THURSDAY, Aug. 23, 2018 — From 1997 to 2015 there was a considerable increase in HIV viral suppression rates among people living with HIV (PLWH), according to a study published online Aug. 21 in the Annals of Internal Medicine.
Robin M. Nance, from the University of Washington in Seattle, and colleagues examined viral suppression trends among PLWH in a longitudinal observational cohort study. Annual viral suppression rates were determined from 1997 to 2015. The correlations between viral suppression or continuous viral load (VL) levels with demographic factors, substance use, adherence, and integrase strand transfer inhibitor (ISTI) use were examined.

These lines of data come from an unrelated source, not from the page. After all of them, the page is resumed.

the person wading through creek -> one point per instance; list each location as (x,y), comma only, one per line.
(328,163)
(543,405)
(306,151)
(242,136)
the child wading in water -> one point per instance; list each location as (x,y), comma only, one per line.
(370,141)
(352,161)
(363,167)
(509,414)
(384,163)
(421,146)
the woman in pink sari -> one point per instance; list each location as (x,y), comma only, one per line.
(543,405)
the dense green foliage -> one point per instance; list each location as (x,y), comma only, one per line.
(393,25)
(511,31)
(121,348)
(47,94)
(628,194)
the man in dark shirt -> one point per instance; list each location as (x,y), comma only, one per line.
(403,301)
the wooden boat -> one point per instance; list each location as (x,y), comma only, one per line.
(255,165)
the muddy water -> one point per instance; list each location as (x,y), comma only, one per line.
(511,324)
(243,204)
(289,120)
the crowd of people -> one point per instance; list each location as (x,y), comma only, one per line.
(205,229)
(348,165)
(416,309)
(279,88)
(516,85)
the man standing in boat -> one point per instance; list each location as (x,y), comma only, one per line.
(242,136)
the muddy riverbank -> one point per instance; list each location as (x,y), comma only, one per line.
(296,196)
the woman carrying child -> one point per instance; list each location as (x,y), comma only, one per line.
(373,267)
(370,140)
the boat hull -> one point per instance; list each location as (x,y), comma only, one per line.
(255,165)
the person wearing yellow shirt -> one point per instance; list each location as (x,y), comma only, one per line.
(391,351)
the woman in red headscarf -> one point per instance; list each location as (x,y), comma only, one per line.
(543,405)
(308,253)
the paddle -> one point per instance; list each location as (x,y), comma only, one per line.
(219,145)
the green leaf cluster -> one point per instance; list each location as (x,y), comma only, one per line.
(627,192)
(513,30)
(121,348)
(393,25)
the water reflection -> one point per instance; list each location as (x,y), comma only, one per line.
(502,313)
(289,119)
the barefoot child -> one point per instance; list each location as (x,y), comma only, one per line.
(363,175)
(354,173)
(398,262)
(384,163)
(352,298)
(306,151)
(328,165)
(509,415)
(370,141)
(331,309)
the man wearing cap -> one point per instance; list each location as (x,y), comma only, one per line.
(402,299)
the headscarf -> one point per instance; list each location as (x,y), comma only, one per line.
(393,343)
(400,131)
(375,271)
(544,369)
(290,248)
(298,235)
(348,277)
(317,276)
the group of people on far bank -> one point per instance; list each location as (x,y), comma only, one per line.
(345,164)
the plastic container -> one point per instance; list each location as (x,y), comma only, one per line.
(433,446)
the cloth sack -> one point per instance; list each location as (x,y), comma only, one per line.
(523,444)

The researchers found that based on all tests of 31,930 PLWH, viral suppression increased from 32 percent in 1997 to 86 percent in 2015. Being older and using an ISTI-based regimen correlated with lower odds of having a detectable VL, in adjusted analyses (odds ratio, 0.76 per decade and 0.54, respectively), while black race correlated with higher odds (odds ratio, 1.68) (all P < 0.001). The patterns were similar with continuous VL levels, with analyses limited to 2010 to 2015, and after adjustment for adherence, substance use, or depression.
“HIV viral suppression rates have improved dramatically across the United States, which is likely partially attributable to improved antiretroviral therapy, including ISTI-based regimens,” the authors write.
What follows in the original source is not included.